Du côté du propriétaire de l’immeuble, l’important groupe suisse PSP, spécialisé dans la gestion de portefeuille immobilier, c’est le silence. Impossible de connaître l’ampleur des travaux qui font fuir Manor, impossible de connaître la future attribution des locaux.
Moins d’embouteillages
Pour les Lausannois, une page importante se tourne. Au lendemain de la guerre, à la place du Manora se trouvait une salle de cinéma – le Cinéac de Charles Broenimann, avec ses actualités.

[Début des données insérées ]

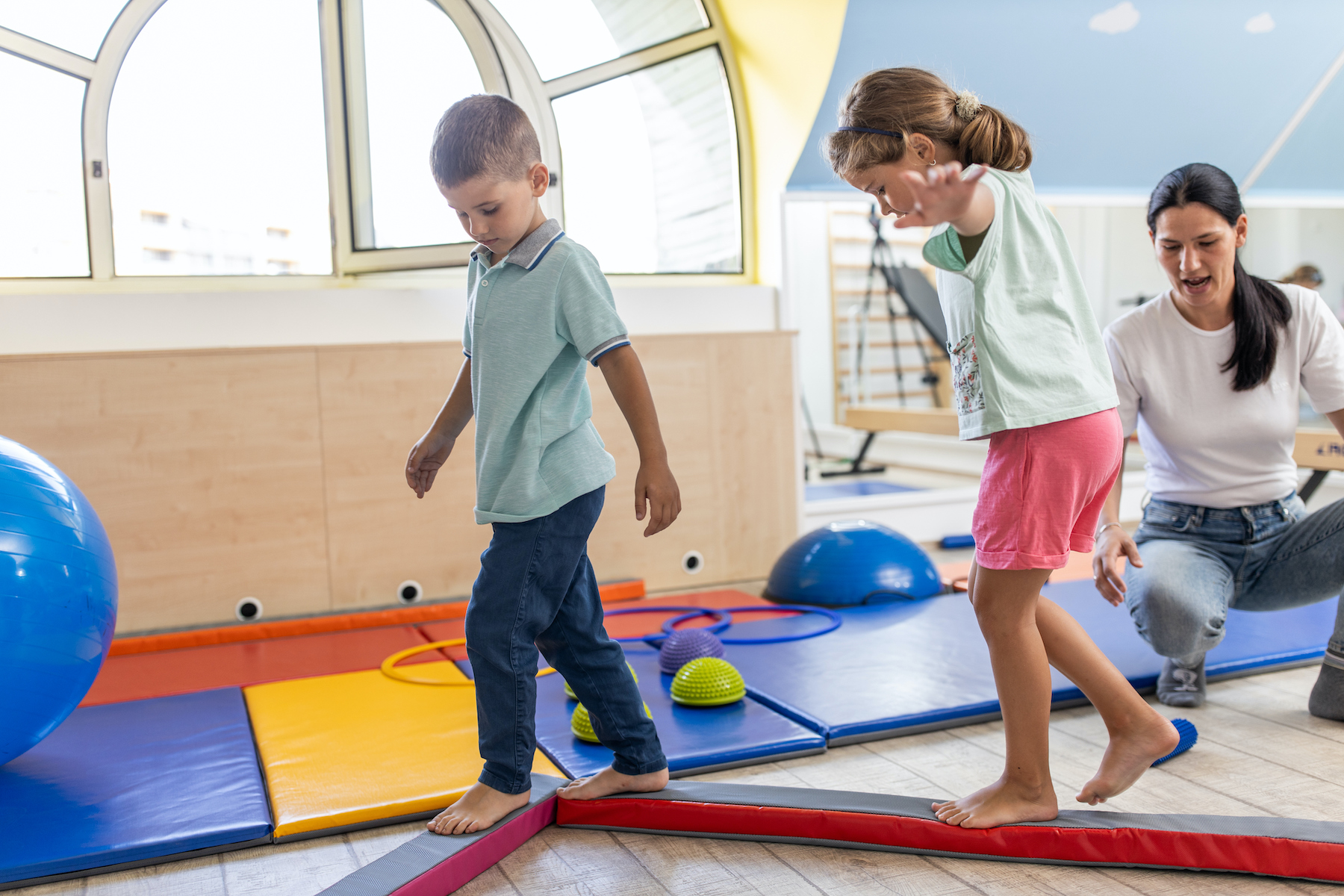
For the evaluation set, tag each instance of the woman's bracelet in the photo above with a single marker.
(1104, 528)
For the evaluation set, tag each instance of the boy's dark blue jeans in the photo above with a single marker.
(537, 591)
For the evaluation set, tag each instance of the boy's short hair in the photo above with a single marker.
(484, 134)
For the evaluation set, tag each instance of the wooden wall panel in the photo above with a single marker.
(205, 467)
(277, 473)
(726, 408)
(376, 401)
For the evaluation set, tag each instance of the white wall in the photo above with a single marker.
(1283, 238)
(85, 321)
(806, 277)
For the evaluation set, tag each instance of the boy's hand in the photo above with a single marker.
(655, 485)
(423, 464)
(941, 193)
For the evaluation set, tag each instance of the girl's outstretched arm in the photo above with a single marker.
(944, 195)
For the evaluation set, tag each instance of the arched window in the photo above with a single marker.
(221, 167)
(289, 137)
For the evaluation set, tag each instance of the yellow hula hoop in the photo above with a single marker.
(390, 669)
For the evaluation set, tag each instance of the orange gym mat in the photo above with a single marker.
(361, 750)
(169, 672)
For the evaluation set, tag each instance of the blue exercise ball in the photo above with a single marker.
(853, 563)
(58, 598)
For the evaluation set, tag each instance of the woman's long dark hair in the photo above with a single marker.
(1260, 308)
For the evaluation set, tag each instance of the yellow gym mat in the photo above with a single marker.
(343, 751)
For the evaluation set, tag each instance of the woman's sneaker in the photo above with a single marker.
(1182, 687)
(1327, 700)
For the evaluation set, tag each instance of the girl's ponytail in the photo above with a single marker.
(994, 139)
(898, 102)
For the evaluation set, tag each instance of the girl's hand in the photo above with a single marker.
(1108, 571)
(426, 457)
(941, 193)
(656, 489)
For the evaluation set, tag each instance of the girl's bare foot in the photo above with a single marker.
(609, 781)
(477, 809)
(1003, 802)
(1129, 754)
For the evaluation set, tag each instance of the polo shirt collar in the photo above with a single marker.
(531, 249)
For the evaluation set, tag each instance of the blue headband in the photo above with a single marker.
(873, 131)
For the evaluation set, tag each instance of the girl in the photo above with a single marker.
(1030, 373)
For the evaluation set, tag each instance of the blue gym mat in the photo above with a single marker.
(695, 741)
(132, 783)
(855, 489)
(905, 668)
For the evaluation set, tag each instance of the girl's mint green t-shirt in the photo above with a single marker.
(1024, 344)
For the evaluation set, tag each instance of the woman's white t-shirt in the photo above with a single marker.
(1207, 445)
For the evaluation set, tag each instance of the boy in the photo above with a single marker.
(538, 307)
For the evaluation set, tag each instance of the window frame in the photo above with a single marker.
(505, 67)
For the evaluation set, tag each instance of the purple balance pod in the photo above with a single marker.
(685, 645)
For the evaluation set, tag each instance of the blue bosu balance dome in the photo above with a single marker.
(853, 563)
(58, 598)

La salle de spectacle fermera ses portes en 1969. Viendra ensuite le temps de la restauration. D’abord Saison d’Or, puis Croco. Le Manora est entré dans le groupe Manor il y a cinq ans. Depuis la rue, le banc de glace où reposaient fruits et jus de fruits avait de l’allure.
Conséquence indirecte pour les automobilistes, la circulation pourrait s’améliorer le matin place Saint-François. En effet, depuis dix ans au moins, les camionnettes de livraison du restaurant ont toujours créé de redoutables embouteillages, capables de faire un bouchon allant au-delà de la place Chauderon, jusqu’à l’avenue d’Echallens.
Au bon temps du Cinéac
En 1938, Charles Broenimann, preneur d’images, ouvre au Grand-Chêne le Cinéac de Lausanne. Comme l’historien du cinéma Roland Cosandey l’écrivait dans nos colonnes en 2005, le Cinéac tourne en permanence entre 14?h et 23?h.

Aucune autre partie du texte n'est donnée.